Tuesday, August 30, 2016

Plan Bee


      More Letters From Paradise
              Plan Bee

A story from the Associated Press, in our local paper, caught my eye. The story was written by Vicky Ge Huang, and it was all about elephants and bees. You see, I like both elephants and bees. I was once kept bees, but I never kept an elephant.

According to the story it is estimated that there are 3,000 wild elephants roaming the   Thai countryside. The elephant's home has been the dense forests,but because of logging, leading to agriculture, the elephants are hungry.They travel in herds eating pineapples, a favorite food, and bananas. Distressed farmers planted pumpkins instead, knowing that elephants disliked them, but they ate them anyway. The farmers tried using firecrackers to scare the elephants away, and electric fences. Nothing seemed to work.

The Thai Department of National Parks found the solution to the problem. The answer was bees! Oxford University research found that elephants were afraid of bees. Bees have been used against elephants for several years in Africa.

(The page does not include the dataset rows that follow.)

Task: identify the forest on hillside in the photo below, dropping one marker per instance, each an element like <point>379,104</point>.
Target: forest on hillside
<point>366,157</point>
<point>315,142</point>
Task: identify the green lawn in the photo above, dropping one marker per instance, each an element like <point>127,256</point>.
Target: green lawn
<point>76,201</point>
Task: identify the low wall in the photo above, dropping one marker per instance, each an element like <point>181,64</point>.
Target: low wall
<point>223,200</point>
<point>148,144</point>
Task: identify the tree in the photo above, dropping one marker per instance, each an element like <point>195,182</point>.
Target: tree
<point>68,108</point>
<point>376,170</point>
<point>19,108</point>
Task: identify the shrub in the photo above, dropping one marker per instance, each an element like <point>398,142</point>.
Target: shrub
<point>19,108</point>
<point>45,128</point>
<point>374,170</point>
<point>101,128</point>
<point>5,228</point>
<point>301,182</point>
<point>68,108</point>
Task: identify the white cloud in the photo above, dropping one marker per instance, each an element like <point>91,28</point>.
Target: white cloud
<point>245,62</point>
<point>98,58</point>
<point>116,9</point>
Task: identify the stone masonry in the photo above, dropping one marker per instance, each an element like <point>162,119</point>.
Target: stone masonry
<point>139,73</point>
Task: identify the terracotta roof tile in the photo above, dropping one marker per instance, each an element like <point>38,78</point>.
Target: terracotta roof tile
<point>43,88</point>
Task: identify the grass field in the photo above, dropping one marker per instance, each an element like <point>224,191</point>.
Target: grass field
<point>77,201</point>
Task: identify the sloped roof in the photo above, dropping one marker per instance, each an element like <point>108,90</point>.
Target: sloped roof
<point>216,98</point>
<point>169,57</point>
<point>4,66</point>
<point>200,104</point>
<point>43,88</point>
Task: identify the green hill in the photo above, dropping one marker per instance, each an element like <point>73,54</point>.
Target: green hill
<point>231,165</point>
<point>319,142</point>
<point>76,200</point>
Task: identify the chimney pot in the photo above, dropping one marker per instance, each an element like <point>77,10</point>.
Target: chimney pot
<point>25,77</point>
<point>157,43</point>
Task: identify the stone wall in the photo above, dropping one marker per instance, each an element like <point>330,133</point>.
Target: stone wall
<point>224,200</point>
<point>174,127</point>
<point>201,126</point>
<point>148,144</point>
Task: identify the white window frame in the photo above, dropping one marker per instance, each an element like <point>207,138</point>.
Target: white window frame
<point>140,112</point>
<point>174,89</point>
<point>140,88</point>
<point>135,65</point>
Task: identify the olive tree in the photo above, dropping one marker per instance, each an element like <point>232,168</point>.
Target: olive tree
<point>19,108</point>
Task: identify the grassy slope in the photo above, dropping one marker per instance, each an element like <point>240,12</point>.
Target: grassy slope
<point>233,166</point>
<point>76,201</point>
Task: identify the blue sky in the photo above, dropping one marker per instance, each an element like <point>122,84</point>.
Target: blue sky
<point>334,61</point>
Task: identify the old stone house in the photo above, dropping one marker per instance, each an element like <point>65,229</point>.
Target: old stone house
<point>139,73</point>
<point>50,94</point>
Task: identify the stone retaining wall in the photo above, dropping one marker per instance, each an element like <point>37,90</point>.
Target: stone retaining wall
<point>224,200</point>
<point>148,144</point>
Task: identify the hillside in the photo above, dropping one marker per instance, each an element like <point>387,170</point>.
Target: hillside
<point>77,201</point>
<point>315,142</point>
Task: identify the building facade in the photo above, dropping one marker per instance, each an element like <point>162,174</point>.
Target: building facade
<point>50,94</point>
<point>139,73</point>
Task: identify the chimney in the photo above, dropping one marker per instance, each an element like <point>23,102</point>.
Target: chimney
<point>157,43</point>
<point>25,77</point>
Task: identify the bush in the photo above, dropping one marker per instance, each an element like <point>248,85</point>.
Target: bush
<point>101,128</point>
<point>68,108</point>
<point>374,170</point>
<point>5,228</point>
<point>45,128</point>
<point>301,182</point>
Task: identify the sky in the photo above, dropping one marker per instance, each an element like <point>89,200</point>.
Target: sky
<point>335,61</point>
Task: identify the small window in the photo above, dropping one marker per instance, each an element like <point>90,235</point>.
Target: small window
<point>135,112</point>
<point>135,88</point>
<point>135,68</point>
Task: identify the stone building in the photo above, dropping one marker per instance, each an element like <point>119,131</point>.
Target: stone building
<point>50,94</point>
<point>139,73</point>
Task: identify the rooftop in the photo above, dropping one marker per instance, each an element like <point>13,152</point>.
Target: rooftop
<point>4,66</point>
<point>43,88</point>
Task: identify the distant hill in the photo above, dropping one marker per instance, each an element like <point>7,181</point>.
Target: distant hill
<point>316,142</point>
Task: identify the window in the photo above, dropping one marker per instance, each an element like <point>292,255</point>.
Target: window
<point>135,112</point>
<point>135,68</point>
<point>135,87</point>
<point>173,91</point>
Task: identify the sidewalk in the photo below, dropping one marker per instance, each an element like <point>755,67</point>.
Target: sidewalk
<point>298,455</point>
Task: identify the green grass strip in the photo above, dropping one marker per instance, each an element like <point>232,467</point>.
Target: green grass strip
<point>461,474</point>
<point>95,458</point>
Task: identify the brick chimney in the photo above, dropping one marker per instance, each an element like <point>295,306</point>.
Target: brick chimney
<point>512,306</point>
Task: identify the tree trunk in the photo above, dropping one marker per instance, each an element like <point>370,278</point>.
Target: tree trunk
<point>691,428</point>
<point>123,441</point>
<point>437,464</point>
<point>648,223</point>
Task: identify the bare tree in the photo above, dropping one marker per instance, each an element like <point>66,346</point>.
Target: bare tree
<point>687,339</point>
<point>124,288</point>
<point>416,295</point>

Thai farmers would place a box of bees on stilts at an elephant's eye level,and connect the box of bees to another box of bees with a rope, and so on. The result was a rope fence connected at intervals with a box full of bees.

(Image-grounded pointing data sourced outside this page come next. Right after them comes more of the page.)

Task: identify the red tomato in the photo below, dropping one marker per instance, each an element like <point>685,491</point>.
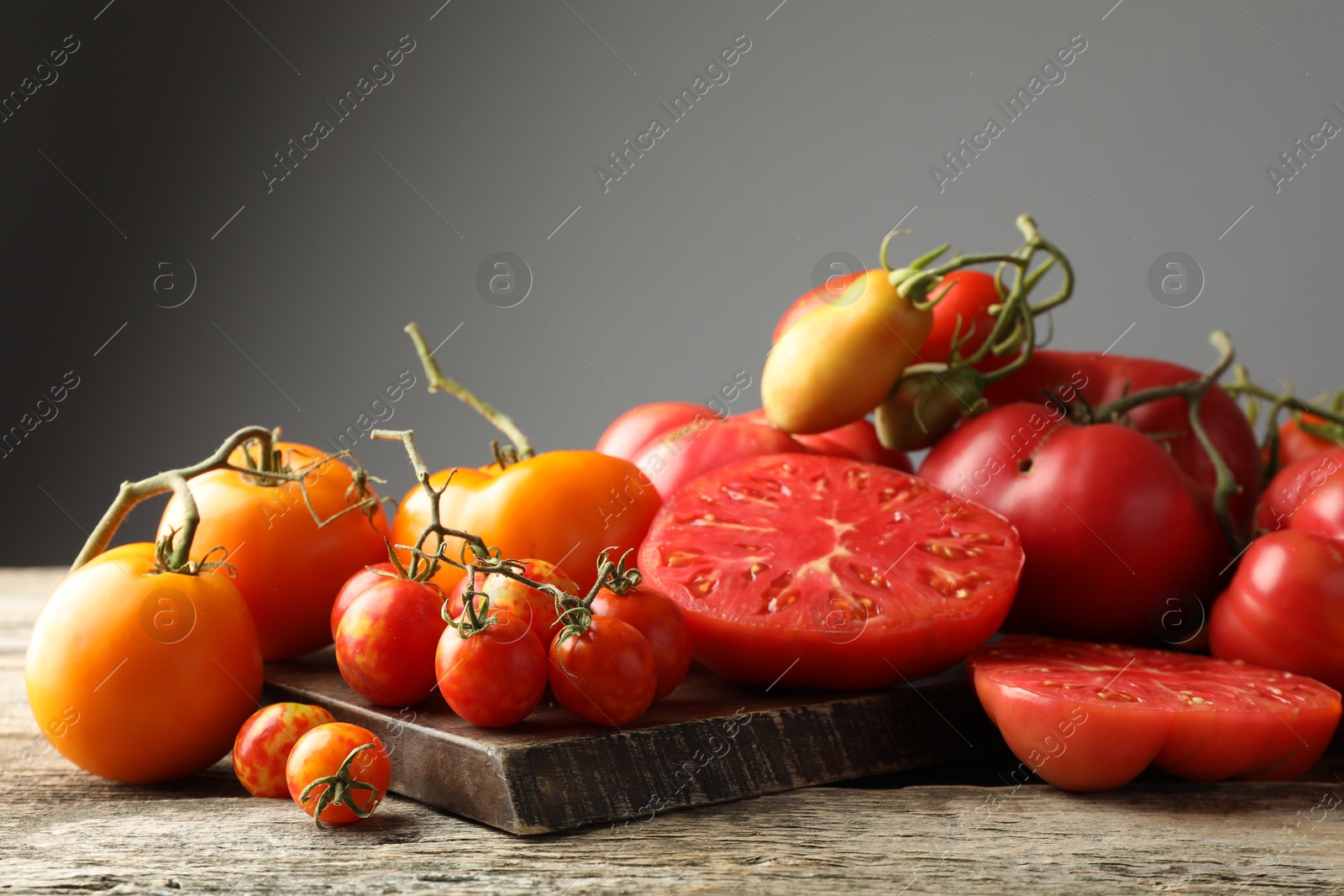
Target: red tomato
<point>535,609</point>
<point>638,427</point>
<point>1104,378</point>
<point>319,759</point>
<point>139,674</point>
<point>288,569</point>
<point>265,741</point>
<point>495,678</point>
<point>1110,524</point>
<point>355,586</point>
<point>606,676</point>
<point>1285,606</point>
<point>558,506</point>
<point>1296,443</point>
<point>386,641</point>
<point>1092,716</point>
<point>672,463</point>
<point>827,573</point>
<point>858,441</point>
<point>828,291</point>
<point>1307,495</point>
<point>660,621</point>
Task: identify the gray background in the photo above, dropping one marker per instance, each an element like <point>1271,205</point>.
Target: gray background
<point>658,289</point>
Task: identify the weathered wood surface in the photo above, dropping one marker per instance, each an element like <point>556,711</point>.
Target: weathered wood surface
<point>66,832</point>
<point>707,741</point>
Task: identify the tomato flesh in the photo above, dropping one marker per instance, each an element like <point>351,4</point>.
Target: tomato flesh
<point>830,573</point>
<point>1092,716</point>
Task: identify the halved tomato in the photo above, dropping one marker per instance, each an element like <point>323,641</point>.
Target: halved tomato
<point>1092,716</point>
<point>830,573</point>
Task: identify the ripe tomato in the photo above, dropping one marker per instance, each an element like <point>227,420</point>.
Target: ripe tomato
<point>837,362</point>
<point>1285,606</point>
<point>558,506</point>
<point>1110,524</point>
<point>1296,443</point>
<point>1307,495</point>
<point>606,676</point>
<point>1092,716</point>
<point>385,644</point>
<point>676,459</point>
<point>827,293</point>
<point>355,586</point>
<point>265,741</point>
<point>495,678</point>
<point>1104,378</point>
<point>342,793</point>
<point>143,676</point>
<point>660,621</point>
<point>289,570</point>
<point>535,609</point>
<point>638,427</point>
<point>827,573</point>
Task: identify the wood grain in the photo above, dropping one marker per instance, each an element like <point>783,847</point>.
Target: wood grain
<point>66,832</point>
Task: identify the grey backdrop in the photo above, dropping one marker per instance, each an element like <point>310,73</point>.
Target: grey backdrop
<point>118,175</point>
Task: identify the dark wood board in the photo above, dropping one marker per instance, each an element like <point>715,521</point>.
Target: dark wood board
<point>707,741</point>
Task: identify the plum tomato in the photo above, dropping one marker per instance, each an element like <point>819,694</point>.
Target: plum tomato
<point>338,773</point>
<point>837,362</point>
<point>1307,495</point>
<point>605,676</point>
<point>1105,378</point>
<point>660,621</point>
<point>535,609</point>
<point>1092,716</point>
<point>1285,606</point>
<point>358,584</point>
<point>1110,524</point>
<point>139,674</point>
<point>288,567</point>
<point>265,741</point>
<point>564,506</point>
<point>496,676</point>
<point>828,573</point>
<point>386,641</point>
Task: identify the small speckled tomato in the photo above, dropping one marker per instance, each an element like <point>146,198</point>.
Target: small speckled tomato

Once the elephants struck the rope, out flew hundreds of bees! Once stung the elephants never returned. The farmers now enjoy selling honey and beeswax.

So, now the farmers are happy, and can continue growing pineapples. Some are shipped to Hawaii. But what about those hungry roaming elephants? This reminded me of an old question. How do you get down from an elephant? Answer-You don't, you get it from ducks and geese.